Tota Maciej, Baron Vanessa, Musial Katie, Derrough Bouchra, Konieczny Andrzej, Krajewska Magdalena, Turkmen Kultigin, Kusztal Mariusz
Faculty of Medicine, Wroclaw Medical University, 50-367 Wrocław, Poland.
Faculty of Dentistry, Wroclaw Medical University, 50-435 Wrocław, Poland.
J Clin Med. 2023 Apr 6;12(7):2726. doi: 10.3390/jcm12072726.
Primary (pIgAN), secondary IgA nephropathy (sIgAN), and IgA-associated nephropathy can be distinguished. While pIgAN has been thoroughly studied, information about the etiology of sIgAN remains scarce. As concerns sIgAN, several studies suggest that different etiologic factors play a role and ultimately lead to a pathophysiologic process similar to that of pIgAN. In this article, we review a vast number of cases in order to determine the novel putative underlying diseases of sIgAN. Moreover, updates on the common pathophysiology of primary disorders and sIgAN are presented. We identified liver, gastrointestinal, oncological, dermatological, autoimmune, and respiratory diseases, as well as infectious, iatrogenic, and environmental factors, as triggers of sIgAN. As novel biological therapies for listed underlying diseases emerge, we suggest implementing drug-induced sIgAN as a new significant category.
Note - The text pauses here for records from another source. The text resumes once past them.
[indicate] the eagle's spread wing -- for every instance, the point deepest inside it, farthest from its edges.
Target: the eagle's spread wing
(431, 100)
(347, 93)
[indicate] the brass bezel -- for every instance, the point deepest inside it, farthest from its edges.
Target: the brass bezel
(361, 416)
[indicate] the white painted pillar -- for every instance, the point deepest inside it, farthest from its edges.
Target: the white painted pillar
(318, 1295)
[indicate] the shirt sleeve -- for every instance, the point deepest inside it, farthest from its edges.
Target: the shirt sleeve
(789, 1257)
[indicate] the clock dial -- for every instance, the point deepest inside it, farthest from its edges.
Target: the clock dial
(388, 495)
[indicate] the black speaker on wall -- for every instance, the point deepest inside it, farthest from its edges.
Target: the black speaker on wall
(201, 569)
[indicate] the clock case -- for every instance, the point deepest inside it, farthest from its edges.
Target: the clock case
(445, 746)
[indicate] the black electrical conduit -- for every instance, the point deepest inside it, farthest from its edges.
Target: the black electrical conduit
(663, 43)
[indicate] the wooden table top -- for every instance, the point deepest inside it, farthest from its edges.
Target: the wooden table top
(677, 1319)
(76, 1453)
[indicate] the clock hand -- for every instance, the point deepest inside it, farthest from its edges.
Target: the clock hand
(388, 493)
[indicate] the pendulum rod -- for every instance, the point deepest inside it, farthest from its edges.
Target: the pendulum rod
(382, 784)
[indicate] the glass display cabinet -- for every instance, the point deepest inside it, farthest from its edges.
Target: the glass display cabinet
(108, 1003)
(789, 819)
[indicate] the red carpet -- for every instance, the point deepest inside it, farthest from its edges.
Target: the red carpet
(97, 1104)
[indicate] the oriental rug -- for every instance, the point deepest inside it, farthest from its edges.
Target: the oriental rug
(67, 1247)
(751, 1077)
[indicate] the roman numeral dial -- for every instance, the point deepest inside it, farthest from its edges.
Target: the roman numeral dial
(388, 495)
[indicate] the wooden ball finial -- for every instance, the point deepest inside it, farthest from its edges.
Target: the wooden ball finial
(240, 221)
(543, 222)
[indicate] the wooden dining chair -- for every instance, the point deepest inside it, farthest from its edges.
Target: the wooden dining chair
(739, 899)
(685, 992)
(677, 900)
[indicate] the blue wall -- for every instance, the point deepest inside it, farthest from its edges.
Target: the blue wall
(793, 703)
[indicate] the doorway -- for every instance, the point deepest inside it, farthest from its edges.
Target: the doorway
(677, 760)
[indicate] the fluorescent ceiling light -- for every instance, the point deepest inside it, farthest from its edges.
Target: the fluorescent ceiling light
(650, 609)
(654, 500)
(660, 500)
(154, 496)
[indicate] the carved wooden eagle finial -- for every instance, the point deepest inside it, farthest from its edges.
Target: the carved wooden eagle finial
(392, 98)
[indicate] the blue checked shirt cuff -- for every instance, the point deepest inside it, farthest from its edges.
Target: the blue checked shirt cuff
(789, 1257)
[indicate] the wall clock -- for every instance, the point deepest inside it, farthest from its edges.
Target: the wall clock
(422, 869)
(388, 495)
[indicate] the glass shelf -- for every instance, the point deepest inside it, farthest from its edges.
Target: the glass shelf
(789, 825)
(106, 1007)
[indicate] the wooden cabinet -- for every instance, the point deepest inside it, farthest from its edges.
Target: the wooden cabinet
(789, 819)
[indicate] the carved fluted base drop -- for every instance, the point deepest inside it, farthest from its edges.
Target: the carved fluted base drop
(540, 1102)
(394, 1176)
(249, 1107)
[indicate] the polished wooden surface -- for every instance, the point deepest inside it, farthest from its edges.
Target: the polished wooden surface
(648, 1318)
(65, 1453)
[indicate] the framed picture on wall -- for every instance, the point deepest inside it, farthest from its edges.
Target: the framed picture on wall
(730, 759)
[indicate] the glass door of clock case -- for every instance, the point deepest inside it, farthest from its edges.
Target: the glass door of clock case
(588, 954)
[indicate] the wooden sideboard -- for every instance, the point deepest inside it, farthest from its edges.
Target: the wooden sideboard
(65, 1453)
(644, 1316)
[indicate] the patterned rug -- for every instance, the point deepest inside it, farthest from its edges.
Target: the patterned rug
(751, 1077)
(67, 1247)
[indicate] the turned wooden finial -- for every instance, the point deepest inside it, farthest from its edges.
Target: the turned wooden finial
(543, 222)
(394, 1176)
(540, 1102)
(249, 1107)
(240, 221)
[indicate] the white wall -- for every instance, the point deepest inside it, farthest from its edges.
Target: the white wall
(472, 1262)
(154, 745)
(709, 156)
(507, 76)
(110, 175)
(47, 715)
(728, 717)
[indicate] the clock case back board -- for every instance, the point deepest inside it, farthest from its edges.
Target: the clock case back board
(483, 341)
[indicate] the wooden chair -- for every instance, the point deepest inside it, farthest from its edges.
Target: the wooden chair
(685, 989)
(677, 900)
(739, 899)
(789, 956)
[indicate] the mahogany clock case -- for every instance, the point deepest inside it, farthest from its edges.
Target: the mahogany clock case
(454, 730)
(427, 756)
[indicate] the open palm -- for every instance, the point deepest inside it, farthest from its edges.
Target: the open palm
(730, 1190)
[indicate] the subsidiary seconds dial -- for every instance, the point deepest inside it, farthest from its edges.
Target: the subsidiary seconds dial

Clinicians should acknowledge the possibility of sIgAN progression in patients treated with TNF-α inhibitors, IL-12/IL-23-inhibitors, immune checkpoint inhibitors, CTLA-4, oral anticoagulants, thioureylene derivatives, and anti-vascular endothelial growth factor drugs.
原发性IgA肾病(pIgAN)、继发性IgA肾病(sIgAN)和IgA相关性肾病可以相互区分。虽然pIgAN已得到充分研究,但关于sIgAN病因的信息仍然匮乏。关于sIgAN,多项研究表明不同的病因因素起作用,并最终导致与pIgAN相似的病理生理过程。在本文中,我们回顾了大量病例,以确定sIgAN潜在的新的相关疾病。此外,还介绍了原发性疾病和sIgAN常见病理生理学的最新进展。我们确定肝脏、胃肠道、肿瘤、皮肤、自身免疫和呼吸系统疾病,以及感染、医源性和环境因素是sIgAN的触发因素。随着针对所列相关疾病的新型生物疗法的出现,我们建议将药物性sIgAN作为一个新的重要类别纳入其中。临床医生应认识到接受肿瘤坏死因子-α抑制剂、白细胞介素-12/白细胞介素-23抑制剂、免疫检查点抑制剂、细胞毒性T淋巴细胞相关蛋白4、口服抗凝剂、硫脲类衍生物和抗血管内皮生长因子药物治疗的患者发生sIgAN进展的可能性。